The Pitch: The history of folk horror is far richer and more expansive than is typically thought of by horror neophytes: More than The Wicker Man and Midsommar, folk horror has its roots all the way back to the 18th century and extends beyond the Anglocentric perspectives of ’70s British horror film fans. Director Kier-La Janisse knows this, and in Woodlands Dark and Days Bewitched, she’ll show you an entire syllabus’ worth of cinematic folk horror from across nations, time periods, and forms of media (folk horror exists on TV too!). And along the way, she demonstrates the sociopolitical anxieties that bring it forth from the deep — poverty, prejudice, and all.

The Unholy Trinity: “Folk horror is based on the juxtaposition between the prosaic and the uncanny,” says one of Janisse’s many talking-head experts throughout her gargantuan, three-plus-hour documentary, a statement which serves as the ultimate thesis for the film’s exploration of folk horror as a mode rather than a genre. Folk horror, they compellingly argue, is an expression of our fears about the unknowns of small, isolated rural communities, the encroaching of the old religions upon a new age of reason, and the intrusion of chaos into our understanding of the now as The End of History. The English fears of the return of paganism dovetail nicely into New England-set horror’s nervousness about Puritan oppression, and so on.

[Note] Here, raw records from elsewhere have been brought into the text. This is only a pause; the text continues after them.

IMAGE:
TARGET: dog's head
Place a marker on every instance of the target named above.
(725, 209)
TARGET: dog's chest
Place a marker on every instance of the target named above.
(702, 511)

Whether it’s the bedrocks of the genre — British horror flicks like Witchfinder General, Blood on Satan’s Claw, or the aforementioned Wicker Man — or newer titles like The Witch and La Llorona, Janisse encyclopedically establishes that newer societies have a morbid fascination with the barbarity that preceded them, and a fear that we’ll regress to those horrible times. And for tales concerning marginalized groups, folk horror becomes a way to explore and reckon with the colonialism and cultural erasure they’ve suffered for centuries at the hands of white imperialism. Candyman, after all, isn’t just about a man with a hook for a hand.

Killing Me Is Not Going to Bring Back Your Apples: Like other gargantuan genre-media docs of recent years like In Search of DarknessWoodlands Dark and Days Bewitched appeals less in its depth than its comprehensiveness. It’s a primer on the genre through and through, one meant to draw newcomers in with its tantalizing delights and draw you more fully into its spell. The host of critics, historians, and filmmakers interviewed (including Janisse herself at several points) never get much time to dig deeply into any one film, opting instead to offer a collage of dozens of folk horror offerings across time and national origin.

And yet, the approach is incredibly disarming and charming, thanks to some welcome macabre touches from Gothic poetry interstitials and Guy Maddin-assisted paper collage animation. (It’s also a neat little look into the living rooms of the kinds of people who tend to become horror historians, which often means a lot of ornate fireplaces.)

The Verdict: Sometimes Woodlands Dark and Days Bewitched suffers for its length and breadth. One gets the impression Janisse wouldn’t mind us taking breaks from time to time to jot down the laundry list of folk horror properties she’s gotten us primed to watch, and the chapter on global folk horror gets a little bloated the more we skip from country to country just to make sure we touch on almost every one (except African horror, hmm).

And yet, this is a three-hour documentary whose only problem is that it’s not even longer. Whether you’re a lifelong genre fiend or someone who just sampled Midsommar for the first time and needs another fix, Woodlands Dark and Days Bewitched is an absorbing academic exercise in the pedagogy of folk horror.